Les maîtres de la guerre font semblant de ne pas savoir qu’il suffit d’un instant pour détruire, alors qu’une vie entière ne suffit souvent pas pour reconstruire.”

Premier pape américain de l’histoire, Léo n’a pas mâché ses mots face aux dirigeants mondiaux. Il a dénoncé sans détour ceux qui dépensent des milliards dans les guerres pendant que les peuples souffrent. Le monde, a-t-il dit, est “ravagé par une poignée de tyrans.” Une phrase directe et dévastatrice.

Quand la religion devient une arme de guerre

Ce qui a vraiment choqué dans ce discours, c’est la cible visée. Le pape s’en est pris aux leaders qui instrumentalisent Dieu pour justifier leurs guerres.

Malheur à ceux qui manipulent la religion et le nom même de Dieu pour leur propre gain militaire, économique et politique, traînant ce qui est sacré dans les ténèbres et la boue. C’est un monde à l’envers, une exploitation de la création de Dieu qui doit être dénoncée et rejetée par toute conscience honnête.

Des mots forts. Un message universel. Et un contexte bien précis.

Le mois dernier déjà, Léon XIV avait déclaré que Dieu rejetait les prières de dirigeants aux “mains pleines de sang”. Une pique largement interprétée comme visant Pete Hegseth, le secrétaire américain à la Défense, qui invoque régulièrement le langage chrétien pour justifier la guerre contre l’Iran.

Trump attaque, le pape ne recule pas

En toile de fond de cette visite africaine, une guerre de mots avec Donald Trump. Le président américain a ouvert les hostilités dimanche dernier en traitant le pape de “FAIBLE sur le crime, et terrible pour la politique étrangère” sur Truth Social.

Mardi soir, nouvelle attaque.
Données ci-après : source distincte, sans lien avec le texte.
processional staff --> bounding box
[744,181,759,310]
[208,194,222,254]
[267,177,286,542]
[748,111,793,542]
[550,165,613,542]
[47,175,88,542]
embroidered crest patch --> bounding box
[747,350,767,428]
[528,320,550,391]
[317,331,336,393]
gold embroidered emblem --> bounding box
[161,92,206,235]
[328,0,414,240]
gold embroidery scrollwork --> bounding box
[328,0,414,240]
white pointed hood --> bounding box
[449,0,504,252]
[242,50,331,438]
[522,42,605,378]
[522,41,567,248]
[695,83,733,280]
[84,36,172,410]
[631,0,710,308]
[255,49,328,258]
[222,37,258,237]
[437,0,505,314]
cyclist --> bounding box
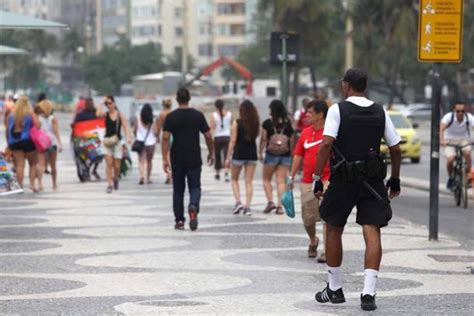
[440,101,474,189]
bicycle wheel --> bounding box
[461,167,469,208]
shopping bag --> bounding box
[281,187,295,218]
[30,127,53,152]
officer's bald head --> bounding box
[342,68,369,93]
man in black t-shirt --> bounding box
[161,88,214,230]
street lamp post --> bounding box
[342,0,354,70]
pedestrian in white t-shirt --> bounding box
[440,102,474,189]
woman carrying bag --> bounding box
[132,103,157,185]
[97,96,132,193]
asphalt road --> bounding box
[392,188,474,250]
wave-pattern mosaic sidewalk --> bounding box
[0,162,474,315]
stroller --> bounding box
[0,153,23,196]
[72,119,105,182]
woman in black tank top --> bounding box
[226,100,260,216]
[97,96,132,193]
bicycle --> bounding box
[446,144,471,208]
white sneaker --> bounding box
[232,202,244,215]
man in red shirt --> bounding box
[288,100,329,263]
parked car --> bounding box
[400,103,431,121]
[380,111,421,163]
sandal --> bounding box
[263,202,276,214]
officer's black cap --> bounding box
[342,68,369,92]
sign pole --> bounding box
[280,34,288,106]
[429,63,441,240]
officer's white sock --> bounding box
[362,269,379,295]
[326,265,341,291]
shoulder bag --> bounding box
[132,123,153,154]
[104,112,121,147]
[267,122,290,156]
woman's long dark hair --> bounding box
[239,100,260,141]
[270,99,290,129]
[83,98,96,113]
[214,99,224,119]
[140,103,153,125]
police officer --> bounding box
[313,68,401,310]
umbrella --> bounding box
[0,45,28,55]
[0,11,68,29]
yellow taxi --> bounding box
[380,111,421,163]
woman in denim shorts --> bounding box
[226,100,260,216]
[260,100,295,215]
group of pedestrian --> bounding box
[4,93,62,192]
[162,68,401,310]
[1,69,406,310]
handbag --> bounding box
[30,127,53,152]
[267,126,290,156]
[132,125,151,154]
[281,160,295,218]
[104,113,120,147]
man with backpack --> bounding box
[439,101,474,189]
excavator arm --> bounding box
[184,57,253,96]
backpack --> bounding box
[267,122,290,156]
[446,112,471,137]
[297,112,311,130]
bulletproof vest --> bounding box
[334,101,385,161]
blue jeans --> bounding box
[171,163,201,222]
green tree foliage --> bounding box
[0,30,57,90]
[84,38,165,94]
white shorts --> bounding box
[444,139,471,157]
[103,142,123,159]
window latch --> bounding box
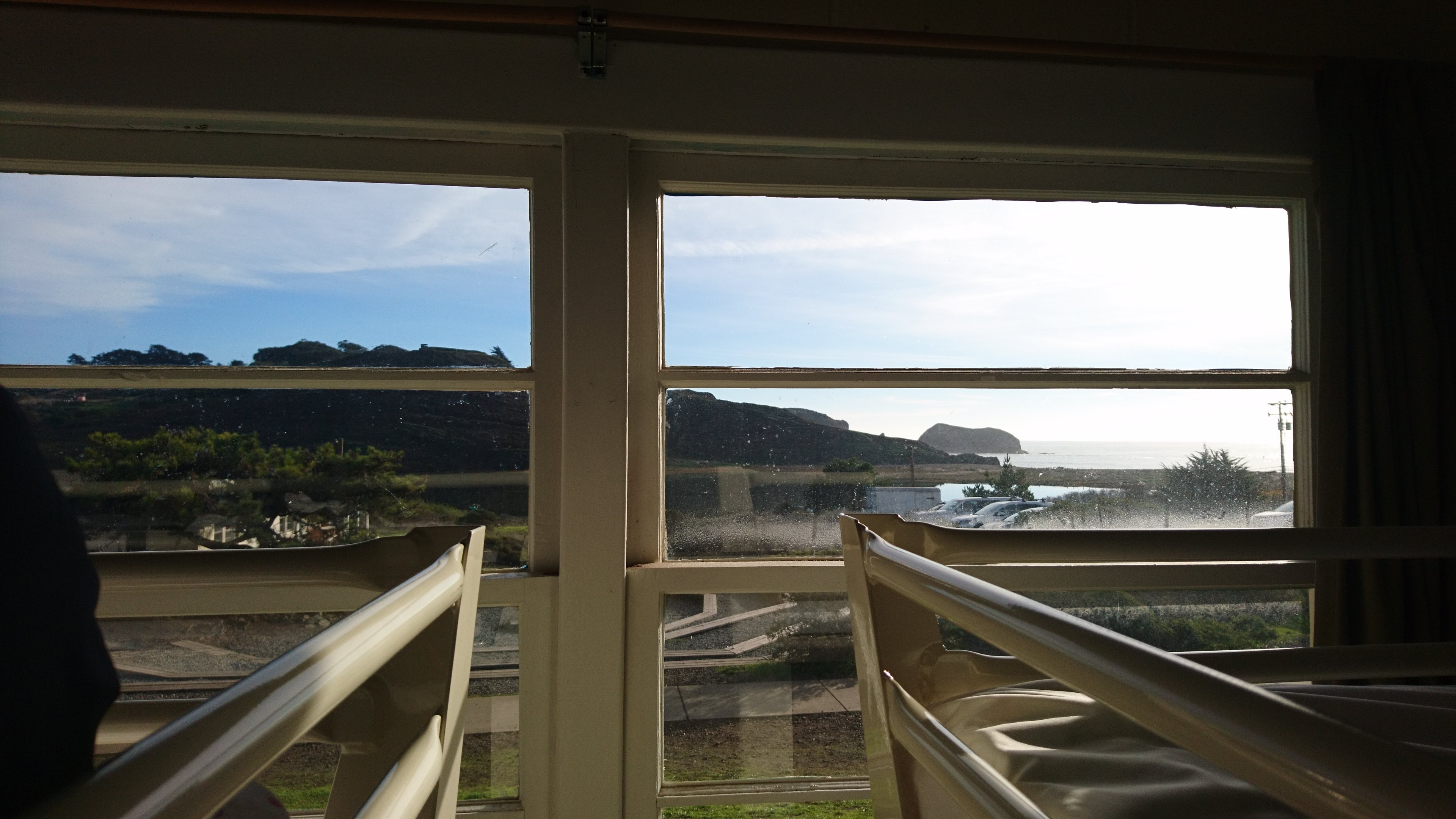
[577,6,607,80]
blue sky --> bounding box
[662,197,1290,369]
[0,173,530,366]
[0,173,1290,443]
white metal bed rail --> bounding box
[843,516,1456,819]
[31,526,485,819]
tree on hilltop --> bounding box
[66,344,213,367]
[67,427,425,546]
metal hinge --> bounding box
[577,6,607,80]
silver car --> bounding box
[951,500,1051,529]
[903,497,1014,526]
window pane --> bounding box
[0,173,530,367]
[941,589,1310,654]
[459,606,521,802]
[662,197,1291,369]
[662,799,875,819]
[662,593,865,781]
[14,389,530,567]
[96,612,350,810]
[665,389,1294,558]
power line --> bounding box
[1268,401,1294,500]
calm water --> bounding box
[980,439,1294,474]
[935,484,1121,501]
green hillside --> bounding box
[667,389,996,466]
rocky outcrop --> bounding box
[665,389,996,466]
[253,338,511,367]
[920,424,1026,455]
[783,406,849,430]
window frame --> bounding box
[623,150,1313,816]
[0,126,562,816]
[0,124,1318,816]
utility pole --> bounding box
[1269,401,1294,500]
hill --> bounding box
[253,338,511,367]
[667,389,996,466]
[920,424,1026,455]
[14,389,530,474]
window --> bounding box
[0,161,547,810]
[629,156,1309,805]
[664,388,1294,558]
[662,195,1290,369]
[0,173,530,367]
[0,128,1309,816]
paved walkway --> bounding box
[464,679,859,733]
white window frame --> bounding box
[623,150,1312,816]
[0,122,1315,817]
[0,126,560,819]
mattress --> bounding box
[930,681,1456,819]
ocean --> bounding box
[978,439,1294,475]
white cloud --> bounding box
[0,173,529,316]
[664,197,1290,367]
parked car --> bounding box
[951,500,1051,529]
[901,497,1015,526]
[1249,501,1294,529]
[981,504,1051,529]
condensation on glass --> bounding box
[941,589,1312,654]
[14,389,530,568]
[0,173,530,367]
[459,606,521,802]
[664,389,1294,560]
[662,195,1293,369]
[662,593,865,781]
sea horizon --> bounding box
[977,439,1294,475]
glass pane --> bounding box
[665,389,1294,558]
[14,389,530,567]
[459,606,521,802]
[662,593,865,781]
[662,799,875,819]
[96,612,348,810]
[662,197,1291,369]
[0,173,530,367]
[941,589,1310,654]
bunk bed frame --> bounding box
[840,513,1456,819]
[26,526,485,819]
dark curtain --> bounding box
[1315,61,1456,644]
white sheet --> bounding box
[930,682,1456,819]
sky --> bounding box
[0,173,530,366]
[0,173,1290,442]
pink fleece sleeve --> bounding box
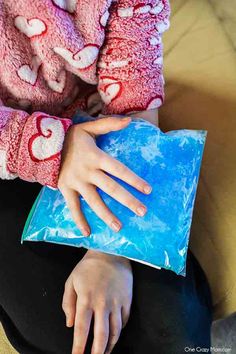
[0,106,71,188]
[98,0,170,114]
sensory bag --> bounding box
[22,118,206,275]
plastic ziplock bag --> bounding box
[22,118,206,275]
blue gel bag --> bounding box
[22,119,206,275]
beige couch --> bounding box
[0,0,236,354]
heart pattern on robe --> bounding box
[47,70,66,93]
[52,0,77,14]
[117,0,164,17]
[14,16,47,38]
[99,76,122,105]
[17,55,41,86]
[54,44,99,69]
[29,116,65,162]
[100,10,110,27]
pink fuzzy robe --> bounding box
[0,0,170,187]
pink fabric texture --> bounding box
[0,0,170,187]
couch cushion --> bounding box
[210,0,236,50]
[160,0,236,317]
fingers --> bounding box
[81,185,122,232]
[62,189,90,236]
[62,278,77,327]
[100,153,152,194]
[94,171,147,216]
[105,309,122,354]
[121,305,130,328]
[80,117,131,135]
[72,299,93,354]
[91,310,109,354]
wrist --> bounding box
[129,108,159,127]
[85,250,130,264]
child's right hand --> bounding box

Mercredi, Trump publie une image de Jésus l’étreignant, après avoir posté une autre image le représentant lui-même comme une figure christique, suscitant un tollé international.

Le pape, lui, avait dit lundi à Reuters qu’il ne s’arrêterait pas de parler de la guerre en Iran. Il a tenu parole. Sans répondre à Trump directement. Sans se laisser déstabiliser.

Bamenda, symbole d’une crise oubliée

Sa venue à Bamenda n’était pas anodine. Cette ville anglophone est au coeur d’un conflit qui dure depuis près de dix ans, né des tensions entre les régions francophones et anglophones du Cameroun, héritage direct de la colonisation.

Le Cameroun, ancienne colonie allemande, a été partagé entre la France et la Grande-Bretagne après la Première Guerre mondiale. La partie française est devenue indépendante en 1960, rejointe un an plus tard par la zone anglophone de l’ouest.

Depuis, la fracture n’a jamais vraiment guéri. Selon l’International Crisis Group, plus de 6 500 personnes ont été tuées et plus d’un demi-million déplacées dans les combats entre l’armée camerounaise et les groupes séparatistes anglophones. Des prêtres sont régulièrement kidnappés contre rançon. Certains ont été tués.

Pour la visite du pape, une alliance séparatiste a accepté un cessez-le-feu de trois jours. Un geste rare. Un espoir fragile.

Un pape, une lueur d’espoir

Léon XIV a dit se sentir encouragé par le fait que cette crise “n’a pas dégénéré en guerre religieuse.” Il a appelé les leaders chrétiens et musulmans à s’unir pour médier une sortie de crise.

La veille, à Yaoundé, il avait déjà bousculé Paul Biya, le président camerounais de 93 ans, le plus vieux dirigeant du monde, lui demandant d’éradiquer la corruption et de résister aux “caprices des riches et des puissants.”

Biya, lui, n’a pas mis les pieds dans les régions anglophones depuis le début du conflit.

Le pape Léo, lui, y était. Et il a parlé.